A Broadside to Brodhead

Richard Brodhead is the president of Duke University, which means he’s a member of a higher order of invertebrates. He especially disgraced himself in the handling of the Duke lacrosse case, which turned out to be wholly phony, but not before Brodhead summarily fired the lacrosse coach and condemned the three students involved. Although he later apologized and reinstated the students, he never lifted a finger against the Gang of 88, the Duke professors who deemed the students prospectively “guilty” simply because they were products of the white male patriarchy—regardless of what due process of law might find.

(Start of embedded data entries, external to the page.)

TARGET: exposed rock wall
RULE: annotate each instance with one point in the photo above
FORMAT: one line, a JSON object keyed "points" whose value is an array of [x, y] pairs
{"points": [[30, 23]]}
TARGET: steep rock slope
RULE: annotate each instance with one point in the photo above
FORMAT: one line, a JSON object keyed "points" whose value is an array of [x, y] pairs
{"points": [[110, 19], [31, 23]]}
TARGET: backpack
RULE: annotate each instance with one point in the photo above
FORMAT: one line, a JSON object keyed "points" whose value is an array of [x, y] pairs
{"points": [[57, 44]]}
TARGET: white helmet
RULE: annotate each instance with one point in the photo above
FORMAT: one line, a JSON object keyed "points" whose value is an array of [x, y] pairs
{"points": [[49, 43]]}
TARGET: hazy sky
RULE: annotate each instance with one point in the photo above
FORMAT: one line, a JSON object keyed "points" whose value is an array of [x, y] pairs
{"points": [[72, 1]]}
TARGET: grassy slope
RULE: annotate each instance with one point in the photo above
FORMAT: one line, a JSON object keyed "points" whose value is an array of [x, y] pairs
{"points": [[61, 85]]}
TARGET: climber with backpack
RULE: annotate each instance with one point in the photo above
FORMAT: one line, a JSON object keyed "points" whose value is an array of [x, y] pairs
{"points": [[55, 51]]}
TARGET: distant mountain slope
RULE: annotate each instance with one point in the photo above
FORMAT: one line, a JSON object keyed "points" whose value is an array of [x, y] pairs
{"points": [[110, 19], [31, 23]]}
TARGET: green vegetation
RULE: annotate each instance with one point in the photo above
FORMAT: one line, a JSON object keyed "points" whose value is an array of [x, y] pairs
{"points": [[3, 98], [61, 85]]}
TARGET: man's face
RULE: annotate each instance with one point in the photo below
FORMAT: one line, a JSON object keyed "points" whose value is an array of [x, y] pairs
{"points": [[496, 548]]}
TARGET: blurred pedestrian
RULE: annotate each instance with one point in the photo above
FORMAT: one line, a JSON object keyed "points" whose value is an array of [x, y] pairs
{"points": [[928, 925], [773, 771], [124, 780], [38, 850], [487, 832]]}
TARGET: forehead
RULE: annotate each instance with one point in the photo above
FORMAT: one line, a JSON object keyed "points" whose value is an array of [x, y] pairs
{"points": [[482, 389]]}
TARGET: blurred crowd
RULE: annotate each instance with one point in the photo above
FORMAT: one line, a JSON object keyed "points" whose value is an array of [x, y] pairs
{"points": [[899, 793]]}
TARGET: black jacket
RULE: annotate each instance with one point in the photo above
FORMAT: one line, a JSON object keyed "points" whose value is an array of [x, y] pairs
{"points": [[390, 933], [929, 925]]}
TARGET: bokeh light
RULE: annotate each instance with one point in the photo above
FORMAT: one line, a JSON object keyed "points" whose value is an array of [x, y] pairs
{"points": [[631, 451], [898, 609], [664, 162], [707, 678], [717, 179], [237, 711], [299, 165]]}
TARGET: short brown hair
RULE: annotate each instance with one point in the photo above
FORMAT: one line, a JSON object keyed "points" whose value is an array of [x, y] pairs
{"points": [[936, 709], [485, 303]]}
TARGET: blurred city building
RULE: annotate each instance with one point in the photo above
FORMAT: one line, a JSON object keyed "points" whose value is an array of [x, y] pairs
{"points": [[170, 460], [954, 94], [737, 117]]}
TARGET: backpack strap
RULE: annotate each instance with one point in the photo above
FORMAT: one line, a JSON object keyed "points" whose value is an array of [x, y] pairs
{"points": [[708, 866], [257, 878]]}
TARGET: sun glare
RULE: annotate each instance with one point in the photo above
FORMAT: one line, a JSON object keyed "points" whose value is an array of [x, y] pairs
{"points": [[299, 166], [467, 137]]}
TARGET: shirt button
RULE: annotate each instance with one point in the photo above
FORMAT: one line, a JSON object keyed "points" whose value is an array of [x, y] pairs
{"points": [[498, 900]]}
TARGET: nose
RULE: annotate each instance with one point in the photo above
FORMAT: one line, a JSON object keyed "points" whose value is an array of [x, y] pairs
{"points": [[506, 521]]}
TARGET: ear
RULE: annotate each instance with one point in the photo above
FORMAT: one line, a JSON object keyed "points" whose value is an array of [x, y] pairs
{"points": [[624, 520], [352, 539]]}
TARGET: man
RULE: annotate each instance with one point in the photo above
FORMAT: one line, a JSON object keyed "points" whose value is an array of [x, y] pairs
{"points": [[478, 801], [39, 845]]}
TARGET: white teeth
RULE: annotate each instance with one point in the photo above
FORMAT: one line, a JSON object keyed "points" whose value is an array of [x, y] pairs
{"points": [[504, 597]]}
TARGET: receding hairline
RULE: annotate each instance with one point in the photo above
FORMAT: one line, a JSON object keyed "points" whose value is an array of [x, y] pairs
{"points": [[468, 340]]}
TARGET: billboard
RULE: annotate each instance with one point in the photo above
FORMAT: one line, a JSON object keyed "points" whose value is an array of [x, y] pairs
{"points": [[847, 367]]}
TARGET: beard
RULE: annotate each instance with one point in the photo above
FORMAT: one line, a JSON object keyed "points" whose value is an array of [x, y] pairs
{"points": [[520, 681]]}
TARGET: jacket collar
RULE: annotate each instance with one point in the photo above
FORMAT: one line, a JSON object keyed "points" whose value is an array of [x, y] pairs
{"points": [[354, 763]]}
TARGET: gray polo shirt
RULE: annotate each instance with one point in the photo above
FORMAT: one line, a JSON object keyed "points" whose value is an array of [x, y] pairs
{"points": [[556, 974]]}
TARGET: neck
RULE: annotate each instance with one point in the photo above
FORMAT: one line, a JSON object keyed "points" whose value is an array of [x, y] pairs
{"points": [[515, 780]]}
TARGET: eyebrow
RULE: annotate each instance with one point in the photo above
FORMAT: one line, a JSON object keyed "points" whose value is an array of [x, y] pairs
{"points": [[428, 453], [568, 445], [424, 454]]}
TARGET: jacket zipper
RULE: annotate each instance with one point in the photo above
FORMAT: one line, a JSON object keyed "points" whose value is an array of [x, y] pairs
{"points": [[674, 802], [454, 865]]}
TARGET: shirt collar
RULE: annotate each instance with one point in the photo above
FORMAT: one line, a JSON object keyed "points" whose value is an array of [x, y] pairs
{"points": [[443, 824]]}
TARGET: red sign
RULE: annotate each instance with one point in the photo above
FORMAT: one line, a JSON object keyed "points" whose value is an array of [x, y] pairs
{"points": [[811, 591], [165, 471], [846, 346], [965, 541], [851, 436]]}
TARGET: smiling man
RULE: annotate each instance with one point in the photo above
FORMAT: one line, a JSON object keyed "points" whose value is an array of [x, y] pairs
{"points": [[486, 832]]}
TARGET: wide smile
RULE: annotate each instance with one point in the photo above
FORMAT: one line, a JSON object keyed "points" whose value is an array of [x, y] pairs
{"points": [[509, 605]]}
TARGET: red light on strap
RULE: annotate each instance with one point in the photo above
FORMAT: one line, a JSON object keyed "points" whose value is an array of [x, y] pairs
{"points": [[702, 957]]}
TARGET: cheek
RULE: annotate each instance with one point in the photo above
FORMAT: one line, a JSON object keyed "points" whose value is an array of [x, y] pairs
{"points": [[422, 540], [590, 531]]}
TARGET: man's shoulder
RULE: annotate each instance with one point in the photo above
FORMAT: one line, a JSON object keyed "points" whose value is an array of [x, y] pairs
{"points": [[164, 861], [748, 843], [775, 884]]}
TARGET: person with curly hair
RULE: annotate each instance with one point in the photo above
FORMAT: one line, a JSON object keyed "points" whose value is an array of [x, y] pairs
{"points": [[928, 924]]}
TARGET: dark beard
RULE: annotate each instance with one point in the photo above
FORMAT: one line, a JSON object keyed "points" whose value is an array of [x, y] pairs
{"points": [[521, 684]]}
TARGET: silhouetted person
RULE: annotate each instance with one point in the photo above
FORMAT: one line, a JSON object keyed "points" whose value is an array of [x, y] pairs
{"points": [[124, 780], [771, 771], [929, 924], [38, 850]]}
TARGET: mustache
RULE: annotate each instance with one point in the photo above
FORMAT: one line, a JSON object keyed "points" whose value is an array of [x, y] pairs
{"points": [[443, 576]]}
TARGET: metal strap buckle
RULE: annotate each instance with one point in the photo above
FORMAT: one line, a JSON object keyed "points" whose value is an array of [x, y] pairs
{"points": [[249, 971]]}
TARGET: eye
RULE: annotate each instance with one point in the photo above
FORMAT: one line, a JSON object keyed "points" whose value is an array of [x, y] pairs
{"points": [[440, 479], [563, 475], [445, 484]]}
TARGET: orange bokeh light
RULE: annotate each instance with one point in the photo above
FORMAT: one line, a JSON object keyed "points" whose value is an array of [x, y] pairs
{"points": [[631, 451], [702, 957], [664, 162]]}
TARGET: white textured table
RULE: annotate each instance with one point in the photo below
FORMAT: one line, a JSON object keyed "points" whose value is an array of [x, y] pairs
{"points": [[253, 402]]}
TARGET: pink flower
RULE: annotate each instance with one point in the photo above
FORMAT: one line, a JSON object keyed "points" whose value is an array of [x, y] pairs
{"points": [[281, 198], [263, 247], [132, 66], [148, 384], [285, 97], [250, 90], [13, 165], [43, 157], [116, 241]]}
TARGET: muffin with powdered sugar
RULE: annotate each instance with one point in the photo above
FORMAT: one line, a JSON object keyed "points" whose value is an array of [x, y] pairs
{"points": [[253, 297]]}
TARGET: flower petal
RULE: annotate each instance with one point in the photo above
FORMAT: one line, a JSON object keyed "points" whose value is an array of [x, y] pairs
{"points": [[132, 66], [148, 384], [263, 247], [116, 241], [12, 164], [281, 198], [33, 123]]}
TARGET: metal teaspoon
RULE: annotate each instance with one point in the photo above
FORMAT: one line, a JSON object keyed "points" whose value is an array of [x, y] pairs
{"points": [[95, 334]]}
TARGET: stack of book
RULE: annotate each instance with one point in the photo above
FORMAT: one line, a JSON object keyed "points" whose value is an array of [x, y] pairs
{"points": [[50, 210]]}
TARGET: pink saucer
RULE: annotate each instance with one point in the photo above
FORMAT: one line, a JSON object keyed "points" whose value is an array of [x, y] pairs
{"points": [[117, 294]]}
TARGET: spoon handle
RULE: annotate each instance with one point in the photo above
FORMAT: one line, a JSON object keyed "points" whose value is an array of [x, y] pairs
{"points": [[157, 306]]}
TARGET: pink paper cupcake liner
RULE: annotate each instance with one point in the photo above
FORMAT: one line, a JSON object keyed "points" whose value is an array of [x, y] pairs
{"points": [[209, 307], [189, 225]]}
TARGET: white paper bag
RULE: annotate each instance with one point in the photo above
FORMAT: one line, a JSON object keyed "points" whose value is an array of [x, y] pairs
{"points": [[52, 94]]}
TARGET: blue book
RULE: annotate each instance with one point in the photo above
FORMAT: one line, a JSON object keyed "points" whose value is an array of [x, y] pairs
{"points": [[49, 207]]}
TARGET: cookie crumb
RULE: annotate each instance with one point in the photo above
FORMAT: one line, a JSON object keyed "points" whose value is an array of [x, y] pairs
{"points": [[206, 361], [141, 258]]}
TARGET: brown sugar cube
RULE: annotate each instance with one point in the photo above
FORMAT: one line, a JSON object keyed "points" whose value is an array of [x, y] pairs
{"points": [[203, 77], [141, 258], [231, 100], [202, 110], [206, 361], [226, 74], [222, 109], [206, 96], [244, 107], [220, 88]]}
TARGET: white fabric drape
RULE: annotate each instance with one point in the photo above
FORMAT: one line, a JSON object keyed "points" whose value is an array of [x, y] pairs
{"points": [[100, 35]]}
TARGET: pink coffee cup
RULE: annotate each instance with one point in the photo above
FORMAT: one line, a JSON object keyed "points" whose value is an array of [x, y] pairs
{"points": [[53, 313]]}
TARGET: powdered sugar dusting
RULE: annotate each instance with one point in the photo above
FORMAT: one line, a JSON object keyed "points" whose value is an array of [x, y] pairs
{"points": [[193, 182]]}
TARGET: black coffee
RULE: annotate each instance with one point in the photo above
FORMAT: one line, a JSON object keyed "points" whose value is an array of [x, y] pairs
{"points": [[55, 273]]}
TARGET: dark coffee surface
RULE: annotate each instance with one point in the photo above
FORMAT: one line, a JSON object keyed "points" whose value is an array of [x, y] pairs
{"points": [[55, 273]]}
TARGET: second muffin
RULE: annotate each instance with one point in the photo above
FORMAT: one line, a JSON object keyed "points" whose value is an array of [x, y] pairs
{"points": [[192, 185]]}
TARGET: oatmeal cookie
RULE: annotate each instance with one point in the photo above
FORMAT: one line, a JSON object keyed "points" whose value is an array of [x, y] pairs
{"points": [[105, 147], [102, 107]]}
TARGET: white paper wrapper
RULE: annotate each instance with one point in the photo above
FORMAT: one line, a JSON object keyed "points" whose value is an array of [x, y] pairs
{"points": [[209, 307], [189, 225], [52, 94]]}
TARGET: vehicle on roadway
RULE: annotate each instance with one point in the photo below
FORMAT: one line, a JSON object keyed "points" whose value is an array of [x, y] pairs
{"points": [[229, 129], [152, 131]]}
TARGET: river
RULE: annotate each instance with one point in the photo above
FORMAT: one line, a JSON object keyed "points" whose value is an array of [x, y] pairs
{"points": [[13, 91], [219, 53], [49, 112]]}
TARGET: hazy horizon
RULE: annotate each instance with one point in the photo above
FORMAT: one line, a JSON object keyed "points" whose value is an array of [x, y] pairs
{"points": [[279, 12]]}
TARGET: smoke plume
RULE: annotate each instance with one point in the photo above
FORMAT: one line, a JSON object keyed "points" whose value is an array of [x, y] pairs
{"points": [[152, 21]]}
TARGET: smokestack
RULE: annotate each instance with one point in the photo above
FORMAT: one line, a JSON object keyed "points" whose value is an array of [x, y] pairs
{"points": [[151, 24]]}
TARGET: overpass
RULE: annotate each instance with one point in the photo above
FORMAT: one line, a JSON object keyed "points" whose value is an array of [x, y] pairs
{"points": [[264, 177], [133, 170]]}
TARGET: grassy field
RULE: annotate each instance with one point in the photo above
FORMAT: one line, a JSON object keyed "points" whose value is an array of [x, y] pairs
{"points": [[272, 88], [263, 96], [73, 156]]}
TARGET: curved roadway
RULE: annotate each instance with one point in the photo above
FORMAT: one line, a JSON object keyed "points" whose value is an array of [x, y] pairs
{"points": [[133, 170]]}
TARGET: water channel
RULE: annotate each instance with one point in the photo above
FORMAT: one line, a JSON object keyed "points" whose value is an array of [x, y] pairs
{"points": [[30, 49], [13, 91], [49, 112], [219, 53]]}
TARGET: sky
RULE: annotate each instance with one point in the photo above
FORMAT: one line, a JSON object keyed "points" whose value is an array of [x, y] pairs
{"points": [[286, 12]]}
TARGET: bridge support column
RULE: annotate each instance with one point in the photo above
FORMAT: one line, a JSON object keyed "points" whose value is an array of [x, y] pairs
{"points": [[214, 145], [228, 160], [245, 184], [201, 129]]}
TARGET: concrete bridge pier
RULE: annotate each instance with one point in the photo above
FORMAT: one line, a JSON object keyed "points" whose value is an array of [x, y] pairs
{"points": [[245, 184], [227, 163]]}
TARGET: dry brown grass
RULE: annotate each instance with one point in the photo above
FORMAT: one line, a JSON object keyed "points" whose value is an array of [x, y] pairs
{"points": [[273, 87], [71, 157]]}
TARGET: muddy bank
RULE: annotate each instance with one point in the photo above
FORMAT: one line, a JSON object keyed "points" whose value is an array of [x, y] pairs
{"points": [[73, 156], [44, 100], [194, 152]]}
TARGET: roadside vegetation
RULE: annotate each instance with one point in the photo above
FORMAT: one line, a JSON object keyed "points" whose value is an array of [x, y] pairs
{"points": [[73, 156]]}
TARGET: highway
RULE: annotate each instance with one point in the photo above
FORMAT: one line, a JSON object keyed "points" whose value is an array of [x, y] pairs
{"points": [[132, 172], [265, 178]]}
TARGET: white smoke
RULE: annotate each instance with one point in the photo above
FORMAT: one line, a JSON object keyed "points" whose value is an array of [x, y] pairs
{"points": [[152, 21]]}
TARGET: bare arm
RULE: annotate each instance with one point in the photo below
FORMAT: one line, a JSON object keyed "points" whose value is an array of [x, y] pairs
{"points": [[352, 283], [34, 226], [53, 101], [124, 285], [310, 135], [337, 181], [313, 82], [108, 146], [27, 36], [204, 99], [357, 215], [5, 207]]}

So it is entirely fitting for Brodhead to receive an open letter today from a group of Duke students, the Duke Open Campus Coalition, pushing back forcefully against political correctness and identity politics at the campus. Like the Princeton Open Campus Coalition and the sound folks at the Claremont Independent, the statement is well-written and cogently argued, conspicuously unlike the half-literate demands of some of the identity politics mobs. The whole thing is worth reading, but here are a few highlights:

We also oppose demands to enforce “mandatory learning on institutional racism and anti-oppression practices for both students and faculty,” and the administration’s recent announcements suggesting that Implicit Bias Training and a required diversity course may soon be institutionalized. We are concerned that this curriculum requirement, even if adjoined to a new Writing 101 course, will amount to mandatory reeducation classes. It asks faculty members to not only impose orthodox thinking, but also orthodox feelings, from a position of power. After all, these professors would be grading students’ responses on issues where reasonable and conscientious members of the Duke community, including faculty members, often disagree. On a campus where many already fear voicing a dissenting opinion, institutionalizing re-education or sensitivity classes will fail to provide space for dissenting voices, institutionalize an echo chamber and foster groupthink.

Finally, we oppose demands to match the faculty’s demographic makeup with the student population’s demographic makeup. Instituting a quota system on staff members based on a student population that changes every year is not only unfeasible, but is wrong. We cannot expect that the quality of the faculty would remain identical if quotas for different groups are imposed. Moreover, mandating minimum or maximum thresholds on employment or student enrollment on the basis of skin color or gender reduces people to immutable characteristics of their identity. While we embrace diversity, especially diversity of opinion, we strongly denounce the idea that our interactions with one another should be defined by demographic traits like race and gender.

Employers: Put the students who signed this on your hiring list.